Independent Cuban LGBT advocates with whom the Blade has spoken say they frequently face ridicule and harassment. Authorities last month arrested Maykel González Vivero, a gay journalist and LGBT rights activist who has publicly criticized Mariela Castro and her father’s government, while he was covering the aftermath of Hurricane Matthew in the city of Baracoa.
“In Cuba there exists a word called dissident if you disagree with the government,” Juana Mora, an independent activist who has met with President Obama and House Minority Leader Nancy Pelosi (D-Calif.), told the Blade in May 2015 during an interview in Havana. “We really don’t consider ourselves dissidents, but we are in this category.”Fidel Castro’s funeral is scheduled to take place in the city of Santiago de Cuba.

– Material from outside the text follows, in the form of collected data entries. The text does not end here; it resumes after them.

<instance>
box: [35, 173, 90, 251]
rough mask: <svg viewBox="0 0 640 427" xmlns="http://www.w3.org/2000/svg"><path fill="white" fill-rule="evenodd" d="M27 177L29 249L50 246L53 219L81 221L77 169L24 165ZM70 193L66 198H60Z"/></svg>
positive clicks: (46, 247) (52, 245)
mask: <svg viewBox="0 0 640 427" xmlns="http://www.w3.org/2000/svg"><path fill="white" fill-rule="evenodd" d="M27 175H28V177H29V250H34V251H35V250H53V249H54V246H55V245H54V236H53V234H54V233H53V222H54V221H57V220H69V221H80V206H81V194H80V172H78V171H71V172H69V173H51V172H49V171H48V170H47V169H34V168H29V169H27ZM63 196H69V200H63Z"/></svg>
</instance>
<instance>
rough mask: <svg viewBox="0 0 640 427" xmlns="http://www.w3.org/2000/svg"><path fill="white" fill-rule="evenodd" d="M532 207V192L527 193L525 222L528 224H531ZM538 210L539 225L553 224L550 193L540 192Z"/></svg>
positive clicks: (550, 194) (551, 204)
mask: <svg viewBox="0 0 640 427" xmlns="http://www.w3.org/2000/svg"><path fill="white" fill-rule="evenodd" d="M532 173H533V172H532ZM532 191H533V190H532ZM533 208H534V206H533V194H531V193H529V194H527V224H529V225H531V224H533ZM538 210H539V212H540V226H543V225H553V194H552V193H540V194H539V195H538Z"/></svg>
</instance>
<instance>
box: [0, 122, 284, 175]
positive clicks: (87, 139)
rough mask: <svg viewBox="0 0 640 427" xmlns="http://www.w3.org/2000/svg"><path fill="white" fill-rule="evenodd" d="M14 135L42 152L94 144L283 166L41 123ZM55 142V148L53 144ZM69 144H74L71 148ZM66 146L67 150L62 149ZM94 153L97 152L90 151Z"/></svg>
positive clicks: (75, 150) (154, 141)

Jeffrey DeLaurentis, the chief of mission at the U.S. Embassy in Havana, and Deputy National Security Advisor Ben Rhodes will attend a memorial service for Fidel Castro that will take place in the Cuban capital on Tuesday.
Rhodes is among the White House officials who led the negotiations behind the normalization of diplomatic relations between the U.S. and Cuba that Obama and Raúl Castro announced on Dec. 17, 2014. Mariela Castro described the announcement as a “dream come true” during a subsequent interview with CNN’s Christiane Amanpour, while urging the U.S. to end its decades-long embargo against the Communist island.
“It is an impediment for our development,” said Mariela Castro.
Neither Mariela Castro nor CENESEX have ever responded to the Blade’s requests for interviews.